Firms that refused to follow the AmLaw 100 formula for growth also bucked the AmLaw 100 trend of declining revenue per lawyers according to the AmLaw 200 2009 report released today.
As AmLaw 100 firms have watched their revenues go down the drain, the "Second Hundred" firms have been faring reasonably well. The report attributes this to the fact that the firms ignored the blueprint for success drafted by the top 100 firms in their heyday - "relentless focus on the most lucrative markets, practices, and clients" - and instead "held on to less-profitable practices; . . . worked with clients on
matters far removed from the Wall Street money machine; and . . .

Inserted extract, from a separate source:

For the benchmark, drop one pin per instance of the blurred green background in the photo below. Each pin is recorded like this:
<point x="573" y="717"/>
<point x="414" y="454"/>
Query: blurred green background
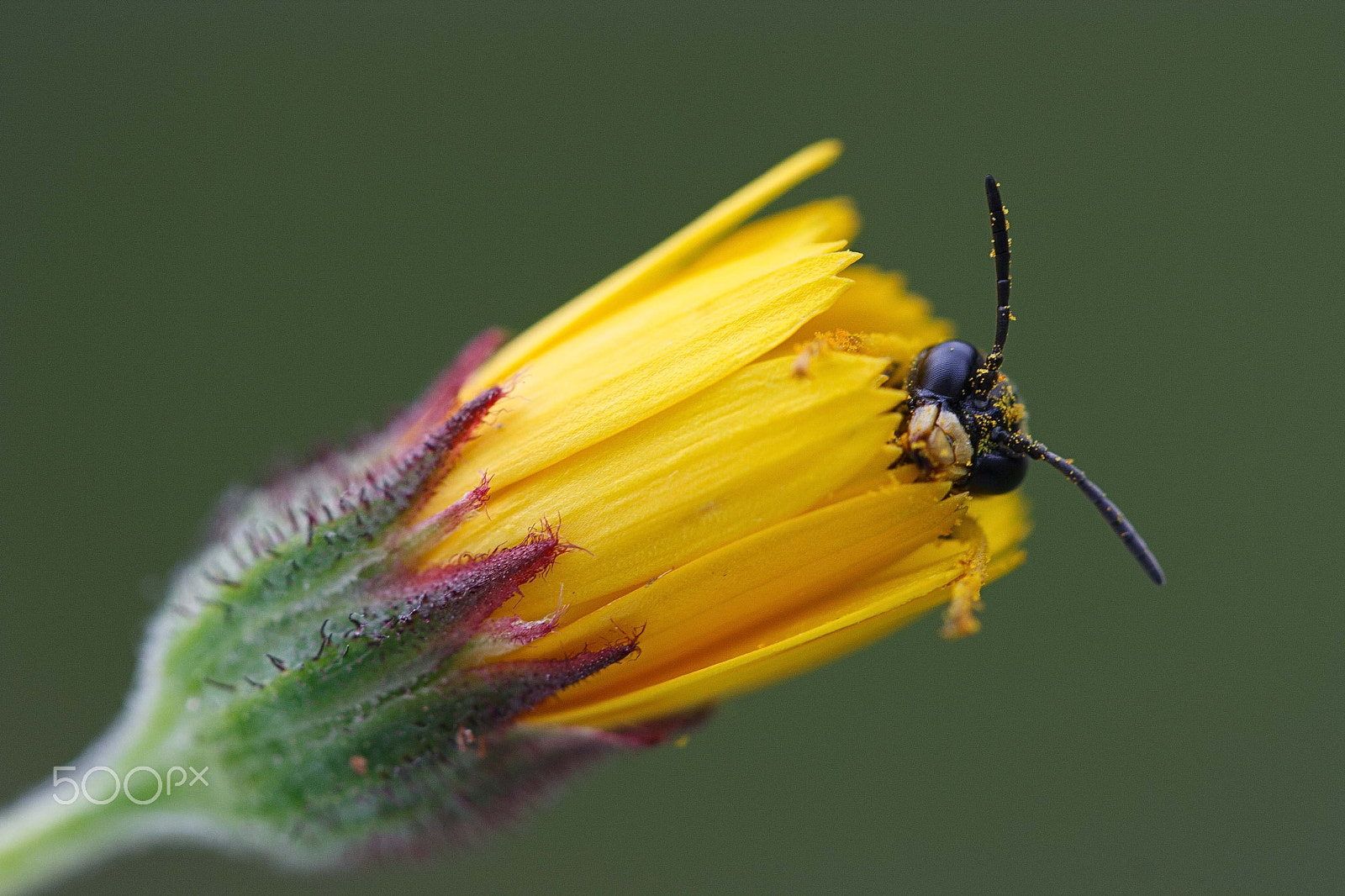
<point x="228" y="235"/>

contented themselves with fees that were a fraction of their East Coast
and national siblings." What's perhaps most surprising is the success of regional firms that
didn't follow the conventional wisdom about trimming away all but the
most successful practice areas. Instead, these firms kept their focus
broad, remained client-oriented and thrived.
Conversely, some of the
Second Hundred's biggest underperformers were firms that concentrated
on a limited number of practice areas.
What all this seems to
suggest is that the Second Hundred firms, and by extension other regional
firms, have an excellent opportunity to build business with those
clients fleeing the AmLaw 100 firms.
The recession has created a chink
in the AmLaw 100's armor, but it won't last forever. Some of AmLaw's
contributing editors still believe that the trend towards specialization is
still the way to go.
For the time being, however, it looks like the Second Hundred will be fine casting a wide net.